What to Do If Someone Is Suicidal and Refuses Help

When someone you care about is suicidal and won’t accept help, you still have options. You are not powerless, even though it feels that way. Your role shifts from trying to fix the situation to staying connected, reducing immediate danger, and knowing when the situation requires outside intervention regardless of the person’s wishes.

Assess How Immediate the Danger Is

Not all suicidal thoughts carry the same level of urgency. Someone who says “I don’t want to be here anymore” is in a different place than someone who has a specific plan, access to the means to carry it out, and intent to act. The highest-risk situations involve frequent and intense suicidal thoughts, a recent attempt (within the last three months), rehearsal or preparatory behavior, access to lethal means, and an acute triggering event like a breakup, job loss, or legal trouble.
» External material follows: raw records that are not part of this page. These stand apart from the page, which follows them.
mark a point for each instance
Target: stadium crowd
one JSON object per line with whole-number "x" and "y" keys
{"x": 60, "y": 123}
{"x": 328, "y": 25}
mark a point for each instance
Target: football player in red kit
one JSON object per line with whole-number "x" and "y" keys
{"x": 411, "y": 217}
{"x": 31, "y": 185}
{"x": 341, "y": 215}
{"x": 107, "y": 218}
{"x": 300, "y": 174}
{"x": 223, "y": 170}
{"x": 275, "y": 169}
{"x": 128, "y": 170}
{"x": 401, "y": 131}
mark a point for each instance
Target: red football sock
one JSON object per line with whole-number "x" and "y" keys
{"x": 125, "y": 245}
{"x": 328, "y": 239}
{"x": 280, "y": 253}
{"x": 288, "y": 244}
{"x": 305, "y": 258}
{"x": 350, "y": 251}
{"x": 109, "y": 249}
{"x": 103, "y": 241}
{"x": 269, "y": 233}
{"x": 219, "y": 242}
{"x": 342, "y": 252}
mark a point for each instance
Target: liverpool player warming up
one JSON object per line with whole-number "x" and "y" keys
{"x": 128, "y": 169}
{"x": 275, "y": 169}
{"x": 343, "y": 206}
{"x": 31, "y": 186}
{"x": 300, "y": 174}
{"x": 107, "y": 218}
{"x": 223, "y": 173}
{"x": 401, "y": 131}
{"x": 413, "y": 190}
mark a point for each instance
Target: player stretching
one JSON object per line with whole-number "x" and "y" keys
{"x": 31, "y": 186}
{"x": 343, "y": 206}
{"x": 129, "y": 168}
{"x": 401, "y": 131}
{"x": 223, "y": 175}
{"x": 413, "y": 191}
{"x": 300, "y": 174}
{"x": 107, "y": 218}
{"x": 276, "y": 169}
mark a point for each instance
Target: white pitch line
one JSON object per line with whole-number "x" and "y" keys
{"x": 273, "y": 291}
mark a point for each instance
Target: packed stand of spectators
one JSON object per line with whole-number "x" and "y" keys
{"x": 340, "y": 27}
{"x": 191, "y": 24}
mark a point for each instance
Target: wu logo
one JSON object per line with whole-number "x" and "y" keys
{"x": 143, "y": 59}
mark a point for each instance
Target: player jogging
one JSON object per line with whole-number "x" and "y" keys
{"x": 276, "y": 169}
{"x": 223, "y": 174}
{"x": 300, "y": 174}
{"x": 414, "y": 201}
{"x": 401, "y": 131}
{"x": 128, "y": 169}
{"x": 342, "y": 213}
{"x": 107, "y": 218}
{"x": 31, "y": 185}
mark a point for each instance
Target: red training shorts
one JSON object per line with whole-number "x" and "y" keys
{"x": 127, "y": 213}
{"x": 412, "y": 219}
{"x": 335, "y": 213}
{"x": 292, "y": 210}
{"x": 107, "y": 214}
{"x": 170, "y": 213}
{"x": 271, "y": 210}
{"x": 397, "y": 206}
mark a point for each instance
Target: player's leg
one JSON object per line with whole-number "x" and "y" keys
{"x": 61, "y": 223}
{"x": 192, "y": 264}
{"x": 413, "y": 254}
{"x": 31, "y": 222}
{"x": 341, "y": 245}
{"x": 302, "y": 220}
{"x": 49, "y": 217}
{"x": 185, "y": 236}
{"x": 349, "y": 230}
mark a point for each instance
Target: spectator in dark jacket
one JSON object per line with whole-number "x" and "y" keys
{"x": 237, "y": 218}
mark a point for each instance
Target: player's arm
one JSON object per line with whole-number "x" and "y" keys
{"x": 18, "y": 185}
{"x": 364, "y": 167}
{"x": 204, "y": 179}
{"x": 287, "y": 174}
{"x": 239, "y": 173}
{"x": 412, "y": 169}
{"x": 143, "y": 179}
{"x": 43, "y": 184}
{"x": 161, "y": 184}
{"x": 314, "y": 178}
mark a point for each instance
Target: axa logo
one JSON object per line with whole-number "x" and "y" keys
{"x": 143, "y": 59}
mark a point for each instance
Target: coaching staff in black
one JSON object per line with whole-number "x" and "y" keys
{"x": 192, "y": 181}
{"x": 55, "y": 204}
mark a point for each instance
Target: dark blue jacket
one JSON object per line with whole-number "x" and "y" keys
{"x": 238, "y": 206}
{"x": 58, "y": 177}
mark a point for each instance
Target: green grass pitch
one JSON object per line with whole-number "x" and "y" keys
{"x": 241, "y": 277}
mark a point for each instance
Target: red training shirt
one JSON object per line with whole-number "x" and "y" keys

If the person has a plan and the means to follow through, this is an emergency. You don’t need their permission to call 988 (the Suicide and Crisis Lifeline) or 911. If they are talking about suicide in vaguer terms, without a timeline or specific method, you have more room to work with the strategies below.

How to Talk to Someone Who Won’t Listen

The instinct to argue, correct, or urgently push someone toward help almost always backfires. When someone refuses help, they often feel controlled, misunderstood, or convinced that nothing will work. Pushing harder reinforces all three feelings.
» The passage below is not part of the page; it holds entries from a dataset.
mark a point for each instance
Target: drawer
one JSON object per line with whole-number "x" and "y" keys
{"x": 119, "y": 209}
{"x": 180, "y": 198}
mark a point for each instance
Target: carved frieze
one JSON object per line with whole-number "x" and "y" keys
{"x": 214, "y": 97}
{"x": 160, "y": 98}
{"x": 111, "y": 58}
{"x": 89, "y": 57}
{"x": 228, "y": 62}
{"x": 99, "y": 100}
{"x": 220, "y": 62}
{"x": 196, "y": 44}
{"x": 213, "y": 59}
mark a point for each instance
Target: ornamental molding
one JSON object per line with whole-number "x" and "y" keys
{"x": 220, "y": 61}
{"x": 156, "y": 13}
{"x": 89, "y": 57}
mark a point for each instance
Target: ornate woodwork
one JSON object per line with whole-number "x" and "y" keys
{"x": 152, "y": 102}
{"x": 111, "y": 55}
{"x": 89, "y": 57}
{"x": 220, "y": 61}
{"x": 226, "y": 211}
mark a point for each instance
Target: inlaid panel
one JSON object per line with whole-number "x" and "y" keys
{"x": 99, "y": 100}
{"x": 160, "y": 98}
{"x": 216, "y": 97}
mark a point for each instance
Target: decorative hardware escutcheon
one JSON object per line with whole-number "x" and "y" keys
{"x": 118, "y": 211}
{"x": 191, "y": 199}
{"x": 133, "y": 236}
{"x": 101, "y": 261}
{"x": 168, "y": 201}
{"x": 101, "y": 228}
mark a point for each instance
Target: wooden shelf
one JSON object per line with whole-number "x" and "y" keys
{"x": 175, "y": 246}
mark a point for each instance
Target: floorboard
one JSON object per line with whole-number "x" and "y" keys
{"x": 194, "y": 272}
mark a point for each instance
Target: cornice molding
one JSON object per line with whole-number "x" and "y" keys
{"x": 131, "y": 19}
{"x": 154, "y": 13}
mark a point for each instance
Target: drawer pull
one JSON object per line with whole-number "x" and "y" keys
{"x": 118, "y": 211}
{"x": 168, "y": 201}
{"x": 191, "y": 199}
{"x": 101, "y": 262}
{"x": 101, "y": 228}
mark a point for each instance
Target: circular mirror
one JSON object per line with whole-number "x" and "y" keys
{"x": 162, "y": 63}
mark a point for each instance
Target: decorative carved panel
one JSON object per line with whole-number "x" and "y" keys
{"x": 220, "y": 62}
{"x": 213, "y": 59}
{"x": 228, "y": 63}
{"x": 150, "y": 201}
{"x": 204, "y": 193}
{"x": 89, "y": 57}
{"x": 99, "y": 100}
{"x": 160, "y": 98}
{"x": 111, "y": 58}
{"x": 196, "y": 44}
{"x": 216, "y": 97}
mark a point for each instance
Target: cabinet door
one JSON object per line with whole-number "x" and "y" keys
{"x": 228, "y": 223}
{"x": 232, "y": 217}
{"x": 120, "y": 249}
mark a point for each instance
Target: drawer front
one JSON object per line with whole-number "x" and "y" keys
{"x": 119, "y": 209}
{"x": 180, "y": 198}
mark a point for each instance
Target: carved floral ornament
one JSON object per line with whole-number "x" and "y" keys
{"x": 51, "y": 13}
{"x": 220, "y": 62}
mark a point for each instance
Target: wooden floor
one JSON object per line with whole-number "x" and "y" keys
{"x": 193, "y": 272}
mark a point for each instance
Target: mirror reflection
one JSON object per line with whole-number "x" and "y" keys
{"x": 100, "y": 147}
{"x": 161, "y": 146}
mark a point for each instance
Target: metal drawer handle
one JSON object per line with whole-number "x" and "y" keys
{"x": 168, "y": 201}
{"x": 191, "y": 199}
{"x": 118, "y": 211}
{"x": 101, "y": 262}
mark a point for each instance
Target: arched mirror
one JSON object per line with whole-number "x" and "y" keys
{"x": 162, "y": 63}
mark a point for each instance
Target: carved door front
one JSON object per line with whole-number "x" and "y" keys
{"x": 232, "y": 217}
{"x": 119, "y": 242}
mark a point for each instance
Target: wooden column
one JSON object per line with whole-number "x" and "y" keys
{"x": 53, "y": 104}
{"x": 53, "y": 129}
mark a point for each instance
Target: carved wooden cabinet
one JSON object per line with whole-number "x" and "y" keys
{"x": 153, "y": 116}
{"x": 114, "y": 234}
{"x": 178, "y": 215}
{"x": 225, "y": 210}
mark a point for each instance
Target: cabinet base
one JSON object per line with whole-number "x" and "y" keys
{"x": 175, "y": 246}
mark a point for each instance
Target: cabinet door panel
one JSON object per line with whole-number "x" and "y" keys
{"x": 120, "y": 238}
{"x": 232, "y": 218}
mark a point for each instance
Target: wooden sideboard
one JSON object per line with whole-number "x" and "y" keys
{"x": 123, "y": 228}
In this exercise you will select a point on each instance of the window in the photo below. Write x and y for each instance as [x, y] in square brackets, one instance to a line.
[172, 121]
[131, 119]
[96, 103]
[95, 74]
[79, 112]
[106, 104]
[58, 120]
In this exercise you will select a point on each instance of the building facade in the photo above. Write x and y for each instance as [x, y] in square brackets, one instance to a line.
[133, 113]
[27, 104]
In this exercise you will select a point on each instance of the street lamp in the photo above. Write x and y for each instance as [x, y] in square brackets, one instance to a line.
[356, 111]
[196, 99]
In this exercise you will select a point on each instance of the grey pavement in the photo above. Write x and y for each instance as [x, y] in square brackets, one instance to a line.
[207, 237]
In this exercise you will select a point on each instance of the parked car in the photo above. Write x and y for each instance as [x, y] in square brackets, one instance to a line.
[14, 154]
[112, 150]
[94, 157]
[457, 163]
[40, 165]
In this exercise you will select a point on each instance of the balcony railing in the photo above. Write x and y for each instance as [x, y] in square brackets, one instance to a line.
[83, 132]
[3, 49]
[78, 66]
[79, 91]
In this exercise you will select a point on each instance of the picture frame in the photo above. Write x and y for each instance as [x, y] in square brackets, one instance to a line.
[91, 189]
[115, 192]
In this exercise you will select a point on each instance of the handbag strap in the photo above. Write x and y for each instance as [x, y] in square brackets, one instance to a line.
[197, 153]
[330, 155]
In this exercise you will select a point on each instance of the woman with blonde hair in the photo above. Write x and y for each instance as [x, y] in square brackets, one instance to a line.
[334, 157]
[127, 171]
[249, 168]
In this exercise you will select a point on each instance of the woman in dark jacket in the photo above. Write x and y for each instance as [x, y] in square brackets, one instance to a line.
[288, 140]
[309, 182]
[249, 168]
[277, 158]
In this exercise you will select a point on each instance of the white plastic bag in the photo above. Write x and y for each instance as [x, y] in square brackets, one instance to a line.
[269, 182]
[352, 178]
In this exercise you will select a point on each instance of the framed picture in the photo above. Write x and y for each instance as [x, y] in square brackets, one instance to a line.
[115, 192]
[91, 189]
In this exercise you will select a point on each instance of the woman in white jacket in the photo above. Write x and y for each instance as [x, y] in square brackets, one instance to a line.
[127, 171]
A more effective approach follows a pattern therapists use called Listen, Empathize, Agree, Partner. Start by dropping your agenda entirely. Ask questions and reflect back what you hear without reacting, correcting, or contradicting. Your goal in this phase is simply to prove that you understand what they’re saying. Use phrases like “What I’m hearing you say is…” and then check: “Did I get that right?”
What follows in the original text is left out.